There are two ways to test the DAG file:

Trigger through UI

You can put the DAG file into the $AIRFLOW_HOME/dags directory and trigger the DAG from the Airflow UI.

Below is an example run of the DAG file. You will find the exact queries executed from the logs.

example-dag-run

Note:

  • If you are launching Apache Airflow instance through airflow standalone, and you are working on macOS, you may need to execute the following line:
# To handle the issue https://bugs.python.org/issue28342
export no_proxy=*
# Then launch your Apache Airflow standalone instance
airflow standalone
  • The second batch will fail because there is no data in the source tables at after 2023-07-24.

Trigger through pytest

Follow the steps in the official Apache Airflow Guidance to test the DAG file with pytest. Here's an example Python file that shows how to bring your DAG and Pytest execution together:

import datetime

import pendulum
import pytest
import uuid
from airflow import DAG
from airflow_providers_wherobots.operators.sql import WherobotsSqlOperator

from airflow.utils.state import DagRunState, TaskInstanceState
from airflow.utils.types import DagRunType

TEST_DAG_ID = "my_custom_operator_dag" + str(uuid.uuid4())
TEST_TASK_ID = "my_custom_operator_task" + str(uuid.uuid4())
DATA_INTERVAL_START = pendulum.datetime(2023, 7, 24, tz="UTC")
DATA_INTERVAL_END = DATA_INTERVAL_START + datetime.timedelta(days=1)


@pytest.fixture()
def dag():
    with DAG(
        dag_id=TEST_DAG_ID,
        start_date=datetime.datetime.strptime("2023-07-24", "%Y-%m-%d"),
        schedule="@daily",
        catchup=True,
        max_active_runs=1,
    ) as dag:
        operator = WherobotsSqlOperator(
            task_id=TEST_TASK_ID,
            wait_for_downstream=True,
            sql="""
                INSERT INTO wherobots.test_db.top_100_hot_buildings_daily
                SELECT buildings.id, first(buildings.names), count(places.geometry), '{{ ds }}' as ts
                FROM wherobots_open_data.overture.places_place places
                     JOIN wherobots_open_data.overture.buildings_building buildings
                     ON ST_CONTAINS(buildings.geometry, places.geometry)
                WHERE places.updatetime >= '{{ ds }}'
                      AND places.updatetime < '{{ next_ds }}'
                      AND ST_CONTAINS(ST_PolygonFromEnvelope(-79.762152, 40.496103, -71.856214, 45.01585), places.geometry)
                      AND ST_CONTAINS(ST_PolygonFromEnvelope(-79.762152, 40.496103, -71.856214, 45.01585), buildings.geometry)
                GROUP BY 1
                ORDER BY 3 desc
                LIMIT 100
                """,
            return_last=False,
        )
    return dag


def test_my_custom_operator_execute_no_trigger(dag):
    dagrun = dag.create_dagrun(
        state=DagRunState.RUNNING,
        execution_date=DATA_INTERVAL_START,
        data_interval=(DATA_INTERVAL_START, DATA_INTERVAL_END),
        start_date=DATA_INTERVAL_END,
        run_type=DagRunType.MANUAL,
    )
    ti = dagrun.get_task_instance(task_id=TEST_TASK_ID)
    ti.task = dag.get_task(task_id=TEST_TASK_ID)
    ti.run(ignore_ti_state=True)
    assert ti.state == TaskInstanceState.SUCCESS
    # Assert something related to tasks results.

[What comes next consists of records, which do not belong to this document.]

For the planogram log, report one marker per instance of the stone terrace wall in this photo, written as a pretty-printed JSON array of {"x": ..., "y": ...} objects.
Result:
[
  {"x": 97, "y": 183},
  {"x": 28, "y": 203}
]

Copy this piece of codes into a python file, for example test_wherobots_example_dag.py. Simply execute pytest test_wherobots_example_dag.py

It can take a few minutes for your WherobotsDB SQL Session to be initialized, so you may not see any output for a little while. Logs will appear once the test completes.


Last update: July 8, 2024 02:18:16